With these comments, I join the majority opinion to the extent it holds victim impact evidence is inadmissible as a matter of law.
. Appellant’s twenty-third point of error states:
The trial court erred in refusing to admit evidence relating to the background of the victim thereby depriving the jury of the full range of evidence that may he considered in the decision as to whether the death penalty was the appropriate punishment for the appellant.
. AH members of our society possess certain unalienable rights, including life, liberty and the pursuit of happiness. The Declaration of Independence para. 2 (U.S. 1776).
. Under our capital sentencing scheme, defendants are entitled to present evidence that mitigates against the imposition of the death penalty. Tex.Code Crim.Proc.Ann. art. 37.071(2)(a). See also, Jurek v. Texas, 428 U.S. 262, 96 S.Ct. 2950, 49 L.Ed.2d 929 (1976) (The Supreme Court acknowledged the assurance that this Court would interpret Tex.Code Crim.Proc.Ann. art. 37.071 "so as to allow a defendant to bring to the jury’s attention whatever mitigating circumstances he maybe able to show.”).

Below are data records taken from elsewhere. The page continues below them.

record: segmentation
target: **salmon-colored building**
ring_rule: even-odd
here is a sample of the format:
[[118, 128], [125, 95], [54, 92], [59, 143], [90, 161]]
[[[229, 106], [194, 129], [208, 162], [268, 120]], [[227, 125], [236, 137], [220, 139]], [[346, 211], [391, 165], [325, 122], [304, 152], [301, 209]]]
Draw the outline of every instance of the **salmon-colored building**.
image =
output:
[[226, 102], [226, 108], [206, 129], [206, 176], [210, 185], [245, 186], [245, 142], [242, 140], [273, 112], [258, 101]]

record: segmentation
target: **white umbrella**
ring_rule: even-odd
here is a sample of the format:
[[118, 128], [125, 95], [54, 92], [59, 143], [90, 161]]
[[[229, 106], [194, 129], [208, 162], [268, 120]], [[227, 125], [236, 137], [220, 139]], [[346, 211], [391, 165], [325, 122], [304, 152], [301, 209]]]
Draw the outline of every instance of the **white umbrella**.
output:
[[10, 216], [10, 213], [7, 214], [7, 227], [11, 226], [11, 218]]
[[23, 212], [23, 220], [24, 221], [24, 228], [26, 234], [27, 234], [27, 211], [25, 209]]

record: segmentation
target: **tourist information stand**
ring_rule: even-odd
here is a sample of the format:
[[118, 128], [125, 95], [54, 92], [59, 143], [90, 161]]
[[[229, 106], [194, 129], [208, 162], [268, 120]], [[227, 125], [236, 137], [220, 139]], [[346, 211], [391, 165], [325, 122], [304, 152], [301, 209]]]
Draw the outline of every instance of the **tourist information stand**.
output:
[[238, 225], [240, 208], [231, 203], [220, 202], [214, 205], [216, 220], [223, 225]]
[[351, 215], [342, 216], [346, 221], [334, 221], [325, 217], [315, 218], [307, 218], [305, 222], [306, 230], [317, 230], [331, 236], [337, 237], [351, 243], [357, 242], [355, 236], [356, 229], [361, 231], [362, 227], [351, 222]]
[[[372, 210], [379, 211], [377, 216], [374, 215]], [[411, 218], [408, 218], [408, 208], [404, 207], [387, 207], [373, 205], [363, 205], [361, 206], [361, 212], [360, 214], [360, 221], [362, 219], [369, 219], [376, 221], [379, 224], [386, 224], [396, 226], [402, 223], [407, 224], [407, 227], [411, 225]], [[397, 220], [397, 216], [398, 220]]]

. Additionally, several jurisdictions have specifically rejected the discrimination against homosexuals. See, Baehr v. Lewin, 74 Haw. 530, 852 P.2d 44 (1993) (Same-sex couples may have an equal protection right under the Hawaii Constitution to many.); In re custody of H.S.H.-K., 193 Wis.2d 649, 533 N.W.2d 419 (1995) (Biological mother's former same-sex partner may be entitled to visitation rights of the child both were raising.); In re B.L.V.B., 160 Vt. 368, 628 A.2d 1271 (1993) (Homosexual couples are permitted to adopt.). And, most recently, the Supreme Court held any governmental discrimination against homosexuals violates the Equal Protection Clause of the Fourteenth Amendment absent proof that such discrimination bears a rational relationship to a legitimate end. Romer v. Evans, — U.S. -, -, 116 S.Ct. 1620, 1625, — L.Ed.2d --(1996).
. Art. 42.014 provides:
In the punishment phase of the trial of an offense under the Penal Code, if the court determines that the defendant intentionally selected the victim primarily because of the defendant’s bias or prejudice against a group, the court shall make an affirmative finding of that fact and enter the affirmative finding in the judgment of that case.
Section 12.47 provides:
If the court makes an affirmative finding under Article 42.014 Code of Criminal Procedure, in the punishment phase of the trial of an offense other than a first degree felony, the punishment for the offense is increased to the punishment prescribed for the next highest category of offense.